Tillerson was speaking in Tokyo, ahead of stops in Seoul and Beijing, where Chinese leaders are expected to present their own plan to defuse escalating tensions on the Korean peninsula.
"The diplomatic and other efforts of the past 20 years to bring North Korea to a point of denuclearization have failed. So we have 20 years of a failed approach," Tillerson said at a news conference with Japanese Foreign Minister Fumio Kishida.
China will formally present its own proposal to Tillerson on Saturday, a senior Chinese diplomat told CNN Thursday.
The Chinese plan calls for North Korea to suspend its ballistic missile tests and nuclear activities, and for the United States and South Korea to halt large-scale military exercises that annually antagonize Pyongyang.
"(North Korea) would like to see the Americans move first and take some actions first to show their sincerity, and vice versa," Xiao Qian, the director general of the Asian Affairs Department of the Ministry of Foreign Affairs, told CNN in an exclusive interview.
"So China's proposal is, why not do these things at the same time?"
"There's no equivalence between North Korea's illegal missile and nuclear activities and what is our lawful, longstanding joint security exercises with our allies in the region," said Mark Toner, the acting State Department spokesman, in response to Wang's initial pitch.
The North Koreans don't seem to be buying it either. In a rare and hastily called press conference Thursday, Pak Myong Ho, the chargé d'affaires at the North Korean embassy in Beijing, also rebuffed Wang's proposal.
"Our stance is that since the US and its followers continue their nuclear threats and intimidation -- in the form of their annual military drills -- on the doorstep of DPRK (Democratic People's Republic of Korea), we will continue to strengthen our defense and preemptive strike capabilities," he said.
The new path?
Speaking side by side in Tokyo, Tillerson and Japan's Kishida reiterated their countries would stand united against North Korea's provocations.
While Kishida said Japan would assume a larger responsibility in the alliance, Tillerson said it was time for the US to stop throwing money at a solution that's not working.
"The United States provided $1.35 billion dollars in assistance to North Korea as an encouragement to take a different pathway. That encouragement has been met with further development of nuclear capabilities, more missile launches, including those of the recent February 11th and March 5th," he said.
Analysts say when it comes to North Korea policy, there are few new options to try.
"Secretary Tillerson's comments on North Korea sound like a simplistic version of the past without a clear vision for the future," John Delury, a professor at Yonsei University's Graduate School of International Affairs told CNN.

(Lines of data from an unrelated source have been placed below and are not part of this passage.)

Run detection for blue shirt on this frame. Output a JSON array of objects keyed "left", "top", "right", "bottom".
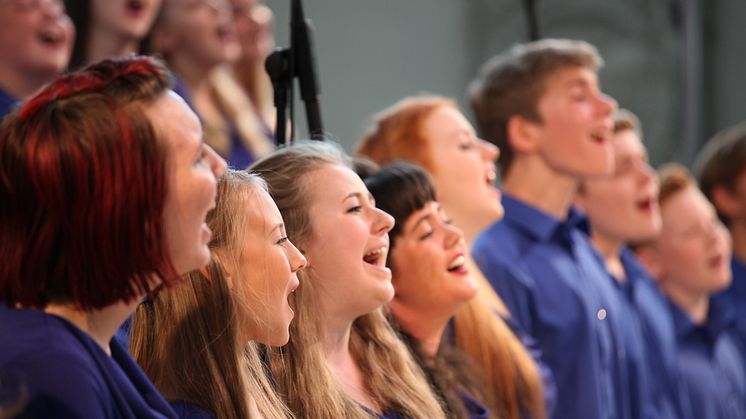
[
  {"left": 614, "top": 247, "right": 695, "bottom": 419},
  {"left": 669, "top": 301, "right": 746, "bottom": 419},
  {"left": 714, "top": 256, "right": 746, "bottom": 352},
  {"left": 0, "top": 89, "right": 18, "bottom": 120},
  {"left": 472, "top": 194, "right": 631, "bottom": 419},
  {"left": 0, "top": 304, "right": 176, "bottom": 419}
]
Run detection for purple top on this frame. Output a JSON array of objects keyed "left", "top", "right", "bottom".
[{"left": 0, "top": 304, "right": 176, "bottom": 419}]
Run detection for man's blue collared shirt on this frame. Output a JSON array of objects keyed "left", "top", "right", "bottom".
[
  {"left": 614, "top": 247, "right": 694, "bottom": 419},
  {"left": 472, "top": 195, "right": 632, "bottom": 419},
  {"left": 669, "top": 301, "right": 746, "bottom": 419},
  {"left": 715, "top": 256, "right": 746, "bottom": 353}
]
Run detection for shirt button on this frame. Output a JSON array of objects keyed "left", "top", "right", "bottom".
[{"left": 596, "top": 308, "right": 606, "bottom": 320}]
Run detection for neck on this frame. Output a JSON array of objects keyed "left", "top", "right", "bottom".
[
  {"left": 592, "top": 230, "right": 627, "bottom": 282},
  {"left": 44, "top": 299, "right": 140, "bottom": 355},
  {"left": 86, "top": 30, "right": 139, "bottom": 63},
  {"left": 661, "top": 280, "right": 710, "bottom": 325},
  {"left": 0, "top": 66, "right": 56, "bottom": 100},
  {"left": 389, "top": 298, "right": 453, "bottom": 357},
  {"left": 728, "top": 220, "right": 746, "bottom": 262},
  {"left": 503, "top": 155, "right": 578, "bottom": 220}
]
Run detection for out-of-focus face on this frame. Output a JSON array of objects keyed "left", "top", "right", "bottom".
[
  {"left": 90, "top": 0, "right": 161, "bottom": 41},
  {"left": 577, "top": 130, "right": 661, "bottom": 243},
  {"left": 0, "top": 0, "right": 75, "bottom": 83},
  {"left": 656, "top": 187, "right": 731, "bottom": 295},
  {"left": 147, "top": 92, "right": 226, "bottom": 274},
  {"left": 154, "top": 0, "right": 241, "bottom": 67},
  {"left": 237, "top": 190, "right": 306, "bottom": 346},
  {"left": 391, "top": 202, "right": 477, "bottom": 317},
  {"left": 301, "top": 165, "right": 394, "bottom": 321},
  {"left": 231, "top": 0, "right": 274, "bottom": 61},
  {"left": 422, "top": 106, "right": 503, "bottom": 236},
  {"left": 531, "top": 67, "right": 616, "bottom": 178}
]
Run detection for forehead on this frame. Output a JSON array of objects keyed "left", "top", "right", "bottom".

"The history of US policy toward North Korea is complicated. It cannot be reduced to a talking point like -- we spent $1.3 billion and got nothing for it."
"A little knowledge is a dangerous thing," he added.
The US, South Korea, Japan, China and Russia have tried repeatedly to negotiate a solution with Pyongyang during Six-Party Talks, which began in 2003.
'Face to face'
In his interview with CNN, Xiao addressed criticisms that China can and should be doing more unilaterally to stop North Korea.
The Trump administration has argued the China should use its vast economic leverage over North Korea to force the Kim Jong Un regime to cease its weapons development program.
"This is a rather complicated situation. You cannot solve the problem in a simple way," Xiao said.
"The DPRK has been saying all along that it is the threat from the US to make them choose other options, including nuclearization of their military capabilities. So it is, to a large extent, for the US and the DPRK to face to face, sit down and talk, and try to find a way to work out the problem," he said, using the abbreviation for North Korea's formal name -- the Democratic People's Republic of Korea.
Xiao also denied claims that Beijing has been carrying out systematic economic retaliation against South Korean businesses as a result of its opposition to the THAAD missile defense system that the US and South Korea believe is necessary to protect against North Korean missiles.
"But if they continue to move on with this deployment, there will be consequences -- and those consequence will be borne by the Americans and ROK (Republic of Korea)," he warned, without elaborating.